At age 24, Valdespin looks like he belongs in the majors, in one role or another. At age 22, Tejada looks like an MLB SS capable of hitting in either of the top spots in the order. Putting on my Carnac the Magnificent hat, in five years it’s easy to see Tejada challenging for an All-Star berth. In five years Valdespin will be hoping that Dayton Moore still believes in his tools enough to give him another shot.

But that’s pure speculation on my part. Let’s watch Valdespin get MLB experience and see if he can adjust to how pitchers are trying to get him out. Let’s see if he can learn some patience at the plate. Let’s see if he can develop into a good bunter to take advantage of his speed. Let’s see if he can learn how to play the outfield. Let’s see if this athlete can become a ballplayer.
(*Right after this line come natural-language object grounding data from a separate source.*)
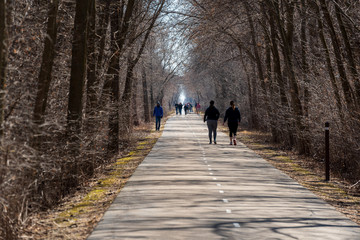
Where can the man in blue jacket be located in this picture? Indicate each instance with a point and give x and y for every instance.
(158, 113)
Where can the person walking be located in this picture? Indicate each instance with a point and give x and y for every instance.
(158, 114)
(211, 117)
(177, 108)
(233, 116)
(180, 107)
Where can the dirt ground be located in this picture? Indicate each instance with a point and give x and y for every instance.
(79, 213)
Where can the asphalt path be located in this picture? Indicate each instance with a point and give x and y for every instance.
(188, 189)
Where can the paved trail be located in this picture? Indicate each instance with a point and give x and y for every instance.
(188, 189)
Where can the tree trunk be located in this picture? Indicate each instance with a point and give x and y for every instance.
(134, 103)
(46, 64)
(127, 94)
(111, 85)
(329, 64)
(92, 82)
(145, 96)
(78, 71)
(336, 46)
(304, 62)
(101, 32)
(3, 61)
(286, 30)
(349, 54)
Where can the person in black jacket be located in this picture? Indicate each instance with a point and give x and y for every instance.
(232, 115)
(211, 116)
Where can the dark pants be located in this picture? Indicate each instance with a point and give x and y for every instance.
(212, 126)
(158, 121)
(233, 128)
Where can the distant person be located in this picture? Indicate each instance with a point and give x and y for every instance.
(177, 108)
(211, 116)
(197, 106)
(158, 113)
(232, 115)
(180, 108)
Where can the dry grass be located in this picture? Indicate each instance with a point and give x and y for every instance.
(79, 213)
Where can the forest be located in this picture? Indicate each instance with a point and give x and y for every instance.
(76, 77)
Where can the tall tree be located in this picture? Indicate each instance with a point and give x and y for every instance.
(3, 60)
(346, 87)
(92, 63)
(78, 71)
(47, 63)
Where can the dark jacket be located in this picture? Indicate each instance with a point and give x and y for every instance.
(211, 113)
(158, 112)
(232, 115)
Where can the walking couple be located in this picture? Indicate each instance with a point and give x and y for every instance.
(232, 115)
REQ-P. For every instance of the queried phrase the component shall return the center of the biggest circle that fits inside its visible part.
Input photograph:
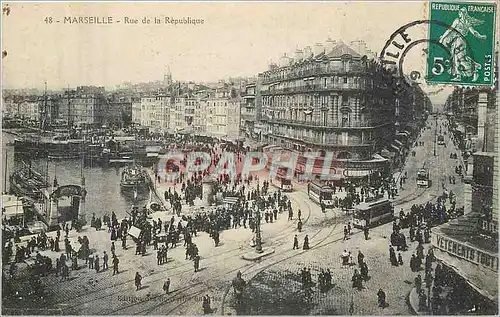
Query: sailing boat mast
(5, 173)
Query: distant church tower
(167, 77)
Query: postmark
(411, 36)
(466, 50)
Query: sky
(236, 39)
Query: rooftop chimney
(298, 55)
(318, 49)
(329, 45)
(307, 52)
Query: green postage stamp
(462, 41)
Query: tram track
(295, 254)
(226, 255)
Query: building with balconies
(250, 110)
(85, 105)
(330, 98)
(468, 246)
(153, 112)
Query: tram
(320, 194)
(373, 213)
(423, 178)
(284, 182)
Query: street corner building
(337, 98)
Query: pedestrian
(381, 299)
(295, 243)
(115, 264)
(197, 263)
(105, 261)
(361, 258)
(166, 286)
(96, 264)
(138, 280)
(305, 246)
(366, 232)
(206, 305)
(392, 256)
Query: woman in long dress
(455, 39)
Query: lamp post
(258, 238)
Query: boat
(154, 207)
(28, 182)
(21, 216)
(134, 179)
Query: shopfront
(471, 262)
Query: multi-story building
(153, 112)
(330, 98)
(136, 111)
(85, 105)
(250, 110)
(223, 114)
(468, 245)
(29, 109)
(119, 111)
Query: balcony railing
(317, 71)
(321, 125)
(319, 140)
(309, 88)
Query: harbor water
(102, 183)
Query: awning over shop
(357, 174)
(480, 280)
(387, 154)
(460, 128)
(230, 200)
(394, 148)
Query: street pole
(258, 238)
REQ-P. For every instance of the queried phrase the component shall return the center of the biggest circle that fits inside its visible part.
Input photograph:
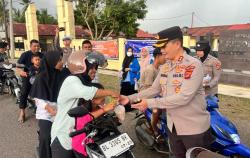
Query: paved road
(20, 140)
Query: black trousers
(180, 144)
(59, 152)
(44, 138)
(127, 89)
(25, 90)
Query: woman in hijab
(131, 74)
(211, 68)
(145, 59)
(75, 88)
(45, 91)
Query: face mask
(129, 54)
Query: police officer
(180, 81)
(66, 50)
(211, 67)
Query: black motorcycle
(108, 141)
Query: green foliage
(106, 17)
(18, 16)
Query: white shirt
(72, 89)
(41, 112)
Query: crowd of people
(169, 81)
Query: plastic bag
(120, 112)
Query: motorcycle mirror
(78, 111)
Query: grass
(232, 107)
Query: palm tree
(18, 16)
(25, 4)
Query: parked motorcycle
(227, 138)
(198, 152)
(145, 133)
(106, 140)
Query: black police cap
(202, 45)
(3, 44)
(167, 35)
(157, 51)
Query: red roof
(45, 30)
(216, 30)
(49, 30)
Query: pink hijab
(145, 59)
In the meantime, I’m going to enjoy Tejada for the player he already is. And I would like to invite Terry Collins to do the same thing. There is no need to bust Tejada’s chops for not arriving *early* to Spring Training and there’s no reason to get on his case about stealing more bases, either.

Just remember, Tejada’s a ballplayer, not an athlete.

5 comments on “The baseball skills of Ruben Tejada and Jordany Valdespin

  • 7train

    Tejada isn’t going to be much of a base stealer and I see him as a good defensive, good hitting 2B man down the road easily capable of stepping in at SS for a day, week, month or rest of the season if need be.

    Getting a plus defensive SS and shifting Tejada between SS and 2B while keeping Murphy’s bat in the mix at 2B as well would give us the best chance to win. Hope Tovar can handle the stick in AA and AAA and make it up here in 2014.

    Stolen bases pale in importance to up the middle defense.

    Spin on the other hand will hopefully play a lot of CF, LF and 2B in the winter and be an all around utility PH type until/when someone gets hurt or struggles. Then he’ll get his chance.

  • Metsense

    Tejada keeps getting better and it is hard to judge his ceiling. It keeps getting raised. The article you wrote last September,”Ruben Tejada’s quietly outstanding season”, was also outstanding. He is the Mets SS for many years to come. JV will probably use his athleticism to end up ,as you mentioned, a Willie Bloomquest II, and I would be satisfied with that. JV does have a golden opportunity next spring to establish himself as the starting CF with his competition being Kirk and MDD. His work ethic for the rest of the year and this winter will determine how bad he wants the job because right now he is the front runner.

  • NormE

    Ruben is all of twenty two years of age. His upside is high. When the debate over making trades by July 31st was taking place most observers had Ruben on the short “untouchable” list. Those who get to see him play on a regular basis know that he is a “ballplayer” and that is a compliment of the highest order.
    Jordany is twenty four, not old by any means, but his future is harder to predict because his “ballplayer” skills are not as advanced as Ruben’s. Yes, he has more speed and power, thus his upside could be high, but he may never develop fully from being an “athlete” to being a “ballplayer.”
    Good column, Brian.

  • Chris F

    RT has my full support. I think his ceiling is high, and as Metsense rightly points out, keeps readjusting higher. I think many kind of believed his strong finish last year was a bit of a fluke, but in fact, he has been a solid consistent contributor, in a team filled with streaky players in the field and at the plate. Nice article Brian.

  • Stephen S

    There’s no doubt that Tejada’s baseball IQ is much higher than Valdespin’s; it’s higher than most ballplayers. Tejada will continue to improve because of his ability to make adjustments. Time will tell if Valdespin can. The difference between making it to the big leagues and staying in the big leagues is the ability to make adjustments, the way major league pitchers have already done to Valdespin – no more first-pitch fastballs. It’s been exciting as a Mets fan to see Tejada’s growth. It’ll be interesting to see what Valdespin can do as well.